Community Outreach Editor, The Concord Monitor

Concord, NH

[NH-E 301]


I’ll go all the way back to the beginning. I was a senior at U.N.H. (University of New Hampshire), and I had, through that chain of coercion that I had mentioned earlier, had ended up covering the police beat for the student paper. And, prior to that, I had been covering the Student Union food trends – so this was my first experience with hard news ever. And a couple of weeks into the first semester, a young woman on campus killed herself by jumping off the sixth or seventh floor of one the high-rise dorms right in the middle of campus. And some boys on their way back from a party found her body. And it was really terrible.

The University barred most outside media after the first day. And rumors were flying, like crazy, all over the campus. And I was terrified to touch the story. And the police agreed to talk to me and sat down – and I mean the cop cried and it was terrible, and I felt awful – and I wrote this story and talked to her friends. And a couple days after the story ran, we realized that the rumors had stopped.

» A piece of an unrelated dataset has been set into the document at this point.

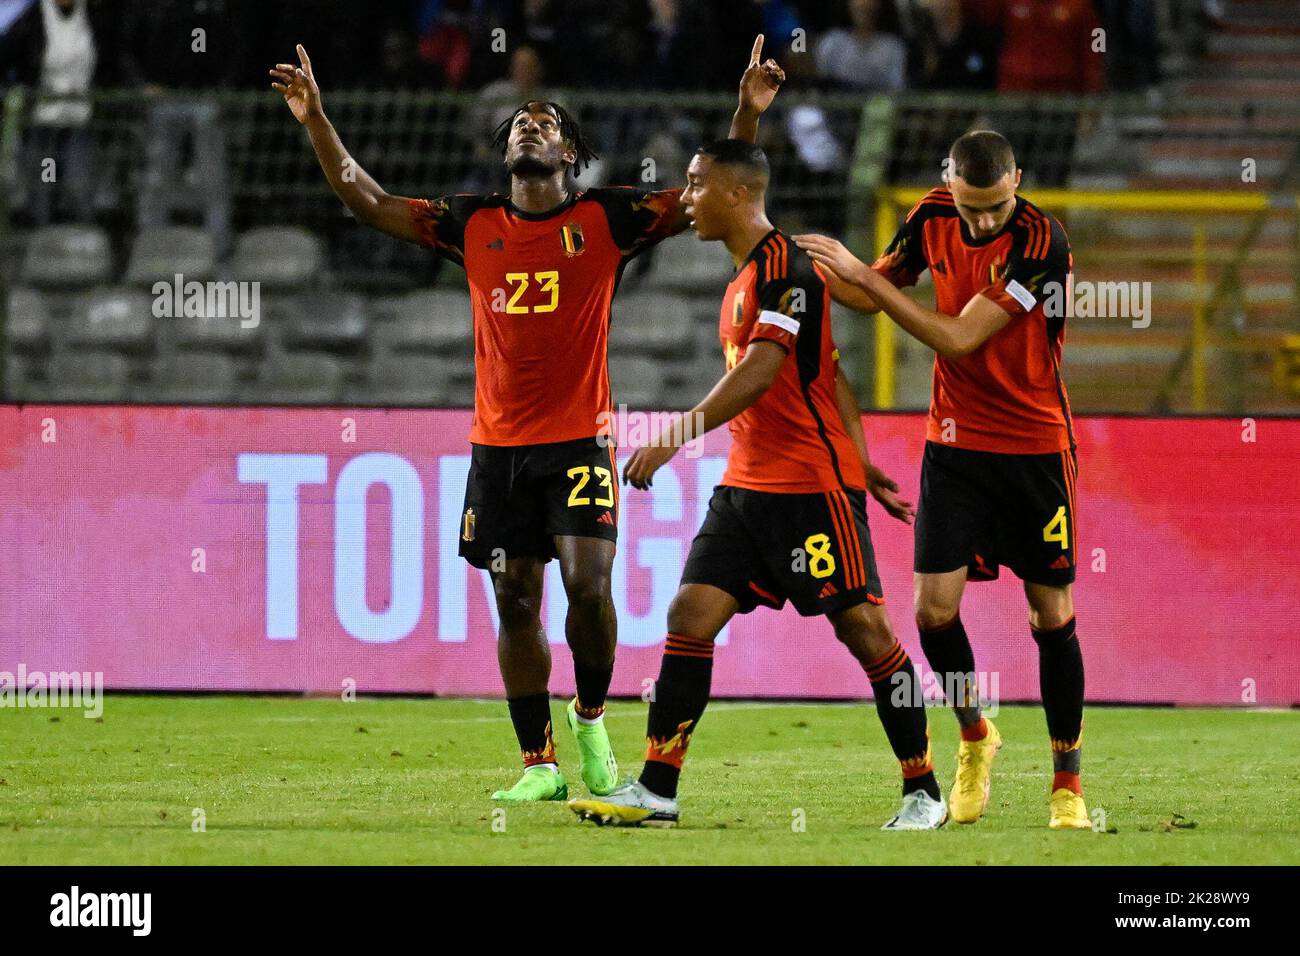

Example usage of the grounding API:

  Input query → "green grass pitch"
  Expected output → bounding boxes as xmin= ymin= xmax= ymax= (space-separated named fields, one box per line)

There was accurate information on campus, and you know people – it didn’t stop the tragedy, it didn’t make it any easier, but it at least made everybody’s grief process cleaner, I hope, or at least allowed them to mourn accurate facts. And I think that was when I realized the importance of having an authoritative, responsible source of information in a community.

And, you know, I’ve seen that type of thing time and time again. And the young woman was actually in the journalism program, she was a few years behind me, and I didn’t know her, but I am grateful to the people who knew her who took the time to talk to me back then.

And – yeah – I just think it’s really important to have authoritative, responsible information in a community. So I think, when I see – when I read about – staff cuts and pay cuts and reporters getting fired – it scares me. Because who is going to be that source of information?